Another claim to fame for Austin is our first two cups of truly good coffee from a large, Italian, benchtop espresso machine. On the left is Pam's Americano coffee, on the right my cappuccino with an extra shot. Both were enjoyed at Annie's on South Congress. In one of my earlier blog-postings I had mentioned that the coffee here so far had merely been no worse than instant coffee, but since then we have met the enemy, and he's awful. The 'enemy' of good coffee is a dripolator/percolator glass carafe where about an inch or two of truly dreadful, stewed coffee remains on the heat pad, having been made several hours earlier. The waitress at the breakfast diner comes over with the deadly black inch of awfulness swirling at the base of the jug of death and asks us "do you want some coffee?" Whatever you do, no matter how longing for a hit of coffee, say "no".

As well as enjoying a truly fab cup of fresh espresso machine coffee at Annie's we also tried their breakfasts.

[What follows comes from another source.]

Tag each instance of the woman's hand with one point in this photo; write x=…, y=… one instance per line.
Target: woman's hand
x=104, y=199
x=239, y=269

I couldn't resist the idea of a breakfast taco, but unfortunately they brought out two on the one plate. Way too much breakfast for me, but inside the taco was a light and tasty mix of scrambled eggs flavoured with chorizo sausage and only a little bit of cheese. That red sauce on the left was a very good fresh tomato salsa, I discovered only after taking the photos. I should have artistically drizzled the salsa over the tacos, shouldn't I?

Pammy's healthy breakfast omelette (three eggs) was filled with vegies such as broccoli florets, corn and carrots. The fruit on the side looked a bit odd to us, but you get all sorts of things piled into little ramekins which are then parked on the plate when you discuss ordering something 'on the side' with the wait staff.

And so the theme of dining well on interesting food continues here at Tummy Time USA. Our stop here in Galveston, Texas is merely an overnight stay on the way through to Lafayette in the heart of Cajun country in Louisiana, where Tummy Time V will no doubt have a lot of boudin, gumbo, jambalaya, blackened fish and much else to talk about. However, before we chow down again the next thing we'll be telling you about is Galveston itself. Talk about the home of historic houses! It looks wonderful and we're exploring it before we once again get back on the road and head East.







2 comments:

Lucy said...

A fascinating post. Coming from a different culture, I think I'd find it hard to eat anything illustrated apart from the salad (which I do like before a meal) the fruit and the coffee.

To me - 'Hush Puppies' are suede shoes.

Alexa said...

I'm not a big fan of hush puppies either, but I didn't grow up in the South so maybe that's why. Cornbread, now, that's a different story altogether. Cornbread is fab.